(CNN) There are tens of thousands of Afghans who have applied for Special Immigrant Visas (SIV) whose applications are still being processed nearly a year after the botched US withdrawal from Afghanistan, a senior administration official said Monday, adding that the process will now be entirely overseen by the State Department.
According to the official, as of last week, there were 74,274 principal applicants in the pipeline for the SIV, a visa meant for those who worked for the US government during its two decades of involvement in the war in Afghanistan. That number includes those who have not yet passed the chief of mission (COM) phase of the application -- a critical point in whether or not the visa gets approved -- and the senior administration official said that 40-50% of those in the pre-COM stage are turned down "for either not having the right documentation or not being eligible for various reasons."
There are about 10,000 principal applicants who have chief of mission approval "and are essentially getting ready to get their documents to be able to be relocated," the official said on a call with reporters. That number does not include around 40,000-50,000 family members.
The SIV program for Afghan nationals has been plagued with management problems and low annual caps for years leading up to the withdrawal by US forces. It's often a cumbersome and meticulous process and can take years to complete.
The official said SIV processing is moving faster than before, noting that the State Department has surged resources to handle the processing.

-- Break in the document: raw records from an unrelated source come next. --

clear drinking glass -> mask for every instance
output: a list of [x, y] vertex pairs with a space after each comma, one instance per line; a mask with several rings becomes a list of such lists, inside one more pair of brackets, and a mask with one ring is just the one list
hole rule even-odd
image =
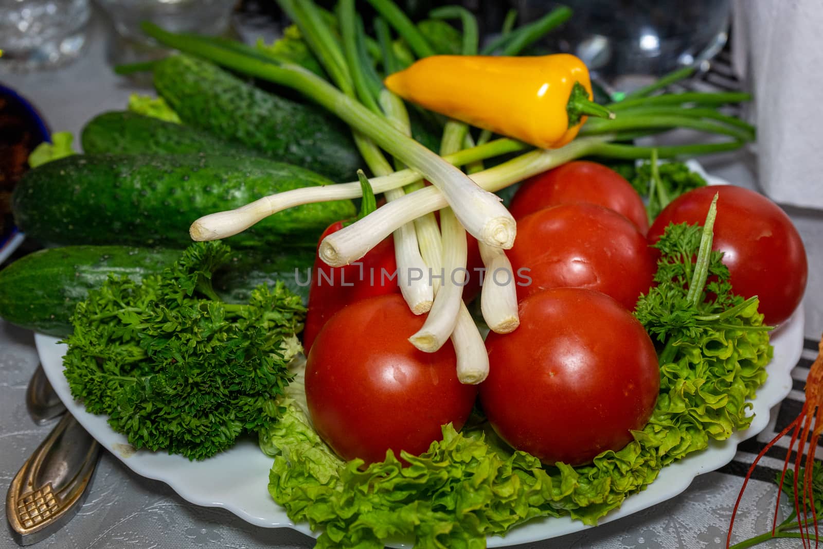
[[86, 43], [88, 0], [0, 0], [0, 67], [29, 69], [76, 58]]
[[[729, 0], [564, 0], [574, 15], [550, 35], [616, 91], [648, 84], [717, 54], [726, 43]], [[528, 19], [556, 2], [518, 0]]]
[[[0, 0], [2, 1], [2, 0]], [[99, 0], [123, 38], [149, 44], [140, 30], [147, 21], [172, 32], [221, 35], [229, 26], [236, 0]]]

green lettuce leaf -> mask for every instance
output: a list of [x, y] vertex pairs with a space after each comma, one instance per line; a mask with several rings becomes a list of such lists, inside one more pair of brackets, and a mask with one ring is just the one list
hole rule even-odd
[[128, 96], [128, 109], [143, 116], [182, 123], [180, 117], [162, 97], [150, 97], [133, 93]]
[[74, 136], [70, 132], [57, 132], [52, 133], [52, 142], [44, 142], [35, 147], [29, 155], [29, 165], [36, 168], [46, 162], [51, 162], [60, 158], [77, 154], [72, 148]]
[[485, 547], [486, 536], [537, 517], [567, 514], [596, 524], [663, 467], [751, 421], [748, 399], [765, 381], [772, 358], [768, 327], [756, 299], [732, 294], [720, 254], [706, 256], [716, 280], [696, 302], [687, 299], [702, 232], [673, 226], [658, 244], [658, 284], [641, 297], [635, 314], [666, 343], [660, 394], [647, 425], [624, 448], [590, 465], [546, 466], [472, 418], [460, 433], [445, 426], [443, 440], [422, 455], [402, 453], [405, 464], [389, 451], [364, 468], [361, 460], [337, 458], [292, 405], [261, 437], [263, 451], [275, 456], [272, 497], [293, 520], [323, 530], [318, 547], [379, 549], [397, 540]]
[[[762, 322], [756, 305], [742, 324]], [[418, 547], [485, 547], [488, 535], [504, 535], [536, 517], [570, 514], [596, 524], [628, 495], [657, 478], [661, 468], [723, 440], [751, 421], [746, 398], [765, 380], [771, 358], [765, 332], [707, 330], [683, 342], [663, 365], [662, 393], [649, 424], [619, 451], [588, 466], [544, 467], [515, 452], [486, 424], [458, 433], [421, 456], [391, 453], [365, 470], [344, 463], [290, 406], [261, 445], [275, 461], [269, 492], [295, 521], [323, 533], [318, 547], [383, 547], [414, 539]], [[272, 451], [272, 448], [277, 449]]]
[[326, 76], [320, 62], [303, 40], [303, 35], [296, 25], [286, 27], [283, 30], [283, 35], [270, 44], [267, 44], [262, 38], [258, 38], [255, 47], [272, 59], [300, 65], [319, 77]]

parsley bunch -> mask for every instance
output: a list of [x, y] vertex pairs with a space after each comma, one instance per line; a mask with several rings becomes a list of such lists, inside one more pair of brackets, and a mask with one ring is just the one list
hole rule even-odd
[[669, 225], [653, 246], [660, 251], [656, 286], [638, 300], [635, 316], [649, 335], [666, 344], [661, 363], [673, 358], [678, 342], [700, 339], [707, 331], [771, 329], [739, 321], [751, 316], [746, 313], [752, 306], [756, 309], [757, 297], [744, 300], [732, 292], [723, 254], [711, 249], [716, 215], [715, 196], [704, 226]]
[[[651, 223], [663, 208], [681, 194], [699, 187], [705, 187], [706, 180], [691, 171], [682, 162], [658, 163], [657, 154], [643, 162], [631, 174], [623, 173], [641, 197], [646, 199], [646, 212]], [[626, 175], [629, 175], [626, 177]]]
[[305, 309], [281, 282], [220, 301], [212, 275], [229, 254], [198, 243], [162, 275], [109, 275], [77, 304], [63, 359], [72, 394], [135, 448], [202, 459], [281, 415]]

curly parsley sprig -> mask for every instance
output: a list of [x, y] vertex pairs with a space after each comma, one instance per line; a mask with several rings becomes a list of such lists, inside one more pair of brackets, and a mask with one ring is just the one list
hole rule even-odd
[[77, 305], [63, 359], [72, 394], [137, 449], [202, 459], [282, 413], [305, 309], [281, 282], [220, 301], [212, 276], [229, 253], [195, 244], [162, 275], [110, 275]]

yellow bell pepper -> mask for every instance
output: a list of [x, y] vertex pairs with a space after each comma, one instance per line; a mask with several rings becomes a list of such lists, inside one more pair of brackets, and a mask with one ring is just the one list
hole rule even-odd
[[429, 110], [544, 149], [574, 139], [586, 114], [614, 118], [592, 102], [588, 69], [568, 54], [433, 55], [384, 83]]

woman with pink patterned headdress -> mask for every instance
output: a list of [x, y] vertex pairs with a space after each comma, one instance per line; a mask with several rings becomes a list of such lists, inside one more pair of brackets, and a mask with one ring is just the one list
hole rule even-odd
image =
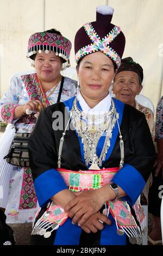
[[12, 128], [30, 133], [42, 109], [74, 95], [76, 81], [61, 75], [70, 65], [71, 49], [71, 41], [54, 29], [32, 34], [27, 57], [35, 72], [15, 76], [0, 100], [0, 120], [9, 124], [0, 142], [0, 207], [6, 209], [8, 223], [32, 222], [38, 208], [29, 162], [22, 168], [3, 159], [15, 134]]

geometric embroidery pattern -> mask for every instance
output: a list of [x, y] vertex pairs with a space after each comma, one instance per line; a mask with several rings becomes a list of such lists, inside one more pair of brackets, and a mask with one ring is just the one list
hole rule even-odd
[[31, 169], [30, 168], [24, 168], [24, 169], [19, 210], [36, 208], [37, 205]]

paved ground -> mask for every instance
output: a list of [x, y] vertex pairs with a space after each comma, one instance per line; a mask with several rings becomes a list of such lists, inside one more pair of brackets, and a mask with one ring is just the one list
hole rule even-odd
[[[32, 223], [10, 224], [14, 231], [17, 245], [30, 245], [30, 236], [32, 231]], [[148, 234], [152, 227], [151, 215], [148, 215]]]

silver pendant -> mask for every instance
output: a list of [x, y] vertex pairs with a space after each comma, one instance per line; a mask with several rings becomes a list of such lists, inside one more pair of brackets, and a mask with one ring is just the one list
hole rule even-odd
[[53, 229], [58, 229], [59, 227], [59, 225], [58, 225], [58, 223], [54, 223], [54, 224], [52, 224], [52, 228]]
[[119, 235], [124, 235], [124, 231], [123, 229], [121, 229], [121, 228], [118, 228], [118, 229], [117, 230], [117, 233]]
[[45, 238], [48, 238], [51, 236], [51, 232], [50, 232], [49, 231], [48, 231], [47, 232], [46, 232], [43, 236]]
[[100, 170], [100, 168], [97, 163], [93, 163], [89, 168], [89, 170]]
[[134, 245], [134, 243], [136, 243], [136, 245], [141, 245], [142, 243], [142, 240], [139, 237], [135, 237], [133, 236], [131, 237], [129, 237], [129, 240], [132, 245]]

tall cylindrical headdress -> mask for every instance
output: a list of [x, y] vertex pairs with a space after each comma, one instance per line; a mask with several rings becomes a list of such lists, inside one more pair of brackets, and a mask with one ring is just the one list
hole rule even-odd
[[116, 68], [120, 65], [126, 40], [120, 27], [110, 23], [114, 10], [109, 6], [97, 7], [96, 21], [86, 23], [78, 30], [74, 40], [77, 64], [85, 56], [101, 51]]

Senior administration officials also announced they are eliminating one of two forms for most new applicants -- a change in process that they say "will shave about a month off of the adjudication time." Removing this form means that the processing will all be done by the State Department, and no longer through USCIS. However, it will still be a very rigorous process.
During the US withdrawal the country last year the Biden administration faced severe criticism for its handling of SIVs who had troubles getting out of the country quickly amid the chaos of the Taliban takeover. Secretary of State Antony Blinken launched a 90-day review of the State Department's role in the Afghanistan withdrawal late last year. That report has been completed but none of its findings have been made public.
"We don't presently have an update to provide, but, as we've said, we will be as transparent as possible with the final report, consistent with classification and other considerations," a State Department spokesperson told CNN.
Blinken and DHS Secretary Alejandro Mayorkas announced the change in a statement Monday, saying it "will simplify and streamline the application process for Afghan applicants."
"Starting this week, new Afghan SIV Program applicants will only need to file one form, a revised form DS-157, as their SIV petition. New applicants will no longer need to file the Form I-360, Petition for Special Immigrant Status, with DHS's U.S. Citizenship and Immigration Services (USCIS)," they said. "This new streamlined process, which is part of our ongoing efforts to make the program more efficient, will help to eliminate barriers for applicants and reduce application times."
"This change does not reduce or remove any of the robust security vetting processes required before the benefit is granted," they added, calling it "one of many steps we have taken to improve the SIV process while safeguarding national security."
"Since the beginning of the Administration, we have surged resources to this vital program and have reviewed every stage of the statutorily required application process to streamline wherever possible," Blinken and Mayorkas said.